Es waren Männer darunter, die, um die magere Pension zu erhöhen und ihren Frauen und Töchtern standesgemäße Toiletten, ihren Söhnen die Leutnantszulage zu sichern, halbe Tage als Agenten der verschiedensten Versicherungsgesellschaften Trepp auf, Trepp ab liefen, und nachmittags im Zoologischen den Junker spielten, der von seinen Renten lebt. Andere, die für ihre ungebrochene Kraft eine Beschäftigung, für ihre leere Zeit eine Ausfüllung brauchten, griffen zu den seltsamsten Hilfsmitteln. Der eine vergrub sich in heraldische Studien, ein zweiter sammelte Briefmarken, ein dritter widmete jede Stunde und jeden Gedanken dem Studium Dantes, ein vierter ging im Spiritismus auf und hatte täglich andere Geistererscheinungen. Aus Langerweile ließ ich mich mit diesem seltsamen Kauz, einem Obersten von Glyzcinski, dessen robuste Erscheinung mit dem breiten roten Gesicht wenig an einen Geisterseher erinnerte, oftmals in Gespräche ein und amüsierte mich im stillen darüber, auf welch vertrautem Fuß er mit dem lieben Gott stand, und wie glühend er zu gleicher Zeit die Kirche und ihre Diener haßte. Dankbar für mein vermeintliches Interesse brachte er mir täglich andere Bücher und Broschüren und lief geduldig die Lästerallee mit mir auf und ab, wenn ich es in der von Ärger und Mißgunst geschwängerten Atmosphäre unserer Tafelrunde gar nicht mehr aushalten konnte.

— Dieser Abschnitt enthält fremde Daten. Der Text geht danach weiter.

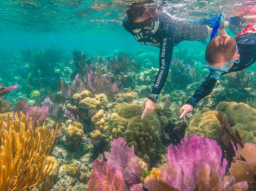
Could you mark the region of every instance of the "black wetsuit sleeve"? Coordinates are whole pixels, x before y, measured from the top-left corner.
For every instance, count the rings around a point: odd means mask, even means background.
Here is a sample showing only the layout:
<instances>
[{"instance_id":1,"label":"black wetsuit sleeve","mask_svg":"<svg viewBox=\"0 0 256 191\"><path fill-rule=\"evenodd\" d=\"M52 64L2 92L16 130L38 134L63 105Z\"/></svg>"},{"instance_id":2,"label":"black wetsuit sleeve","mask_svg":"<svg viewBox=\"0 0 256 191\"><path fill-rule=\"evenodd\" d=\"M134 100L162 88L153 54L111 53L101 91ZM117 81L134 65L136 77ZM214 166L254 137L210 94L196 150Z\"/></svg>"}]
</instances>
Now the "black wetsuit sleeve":
<instances>
[{"instance_id":1,"label":"black wetsuit sleeve","mask_svg":"<svg viewBox=\"0 0 256 191\"><path fill-rule=\"evenodd\" d=\"M195 107L196 104L202 99L206 97L212 92L217 80L211 78L211 73L209 74L201 86L195 92L193 96L189 98L186 104L189 104Z\"/></svg>"},{"instance_id":2,"label":"black wetsuit sleeve","mask_svg":"<svg viewBox=\"0 0 256 191\"><path fill-rule=\"evenodd\" d=\"M172 56L172 39L164 37L161 40L159 54L159 70L156 77L151 93L159 94L165 83Z\"/></svg>"}]
</instances>

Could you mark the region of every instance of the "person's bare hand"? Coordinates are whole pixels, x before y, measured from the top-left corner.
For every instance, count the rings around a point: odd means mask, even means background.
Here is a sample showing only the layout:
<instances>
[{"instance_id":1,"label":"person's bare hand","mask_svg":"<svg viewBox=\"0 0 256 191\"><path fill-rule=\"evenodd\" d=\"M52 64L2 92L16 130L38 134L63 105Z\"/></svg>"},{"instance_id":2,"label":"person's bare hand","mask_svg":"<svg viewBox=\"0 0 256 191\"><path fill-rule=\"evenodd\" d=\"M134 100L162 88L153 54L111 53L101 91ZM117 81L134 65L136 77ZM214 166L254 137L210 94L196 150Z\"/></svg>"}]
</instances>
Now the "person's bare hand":
<instances>
[{"instance_id":1,"label":"person's bare hand","mask_svg":"<svg viewBox=\"0 0 256 191\"><path fill-rule=\"evenodd\" d=\"M141 112L142 115L141 115L141 119L143 119L146 114L151 114L155 110L156 108L156 103L149 99L147 99L143 104Z\"/></svg>"},{"instance_id":2,"label":"person's bare hand","mask_svg":"<svg viewBox=\"0 0 256 191\"><path fill-rule=\"evenodd\" d=\"M187 116L187 117L188 118L190 116L193 111L193 106L189 104L185 104L180 109L180 114L181 115L181 116L180 116L180 118L181 119L183 118L184 119L185 119L185 115L187 113L188 113Z\"/></svg>"}]
</instances>

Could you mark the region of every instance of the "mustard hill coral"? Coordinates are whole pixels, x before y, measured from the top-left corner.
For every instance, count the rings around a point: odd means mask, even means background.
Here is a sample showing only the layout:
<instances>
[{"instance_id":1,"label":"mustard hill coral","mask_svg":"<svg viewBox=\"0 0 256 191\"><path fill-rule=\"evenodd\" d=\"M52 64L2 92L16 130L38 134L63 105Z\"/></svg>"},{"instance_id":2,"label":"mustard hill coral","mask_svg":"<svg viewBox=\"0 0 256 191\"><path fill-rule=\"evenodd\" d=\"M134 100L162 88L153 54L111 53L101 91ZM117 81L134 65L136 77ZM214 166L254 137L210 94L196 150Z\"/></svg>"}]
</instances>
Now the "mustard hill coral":
<instances>
[{"instance_id":1,"label":"mustard hill coral","mask_svg":"<svg viewBox=\"0 0 256 191\"><path fill-rule=\"evenodd\" d=\"M30 118L28 125L25 115L17 114L6 121L0 117L0 190L23 190L32 188L45 179L53 162L45 168L58 130L47 131L44 125L33 130Z\"/></svg>"},{"instance_id":2,"label":"mustard hill coral","mask_svg":"<svg viewBox=\"0 0 256 191\"><path fill-rule=\"evenodd\" d=\"M78 122L74 122L72 120L67 120L66 122L67 131L66 140L69 144L72 144L79 141L84 133L83 126Z\"/></svg>"},{"instance_id":3,"label":"mustard hill coral","mask_svg":"<svg viewBox=\"0 0 256 191\"><path fill-rule=\"evenodd\" d=\"M142 120L141 106L123 103L115 107L115 112L110 115L104 126L107 139L124 137L129 146L136 150L145 150L154 145L159 139L161 126L157 115L154 112Z\"/></svg>"},{"instance_id":4,"label":"mustard hill coral","mask_svg":"<svg viewBox=\"0 0 256 191\"><path fill-rule=\"evenodd\" d=\"M244 142L256 143L256 109L242 103L223 101L216 110L226 115L232 130L238 131Z\"/></svg>"}]
</instances>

So gingen wir gerade einmal wieder von einer Musikkapelle zur anderen, als der Oberst plötzlich stehen blieb.
»Wie gehts dir, Vetter?« hörte ich ihn sagen; mein Blick fiel durch den Schwarm Vorübergehender hindurch auf ein schmales Gesicht, von dichtem braunem Bart umrahmt, aus dem zwei tiefe, strahlende Kinderaugen herausleuchteten, wie von großer innerer Freude erhellt. »Gut — sehr gut,« antwortete eine Stimme, die wie ein voller Geigenton klang. Welch glücklicher Mensch muß das sein, dachte ich mit stillem Neid. In dem Augenblick schoben sich die Menschen zwischen uns auseinander, — ich sah einen Rollstuhl, — eine dunkle Pelzdecke, — zwei ganz schmale, weiße Hände, deren blaues Geäder wie mit einem feinen Pinsel gezogen war, — einen schmächtigen Oberkörper — — unmöglich! — das konnte doch der Mann nicht sein mit den strahlenden Kinderaugen! Aber schon richteten sie sich auf mich — verwirrt sah ich zu Boden. »Entschuldigen Sie ...« sagte mein Begleiter im Weitergehen. »Wer war das?« frug ich hastig, noch im Bann tiefen Erstaunens.
»Professor von Glyzcinski — mein Vetter,« lautete die lakonische Antwort.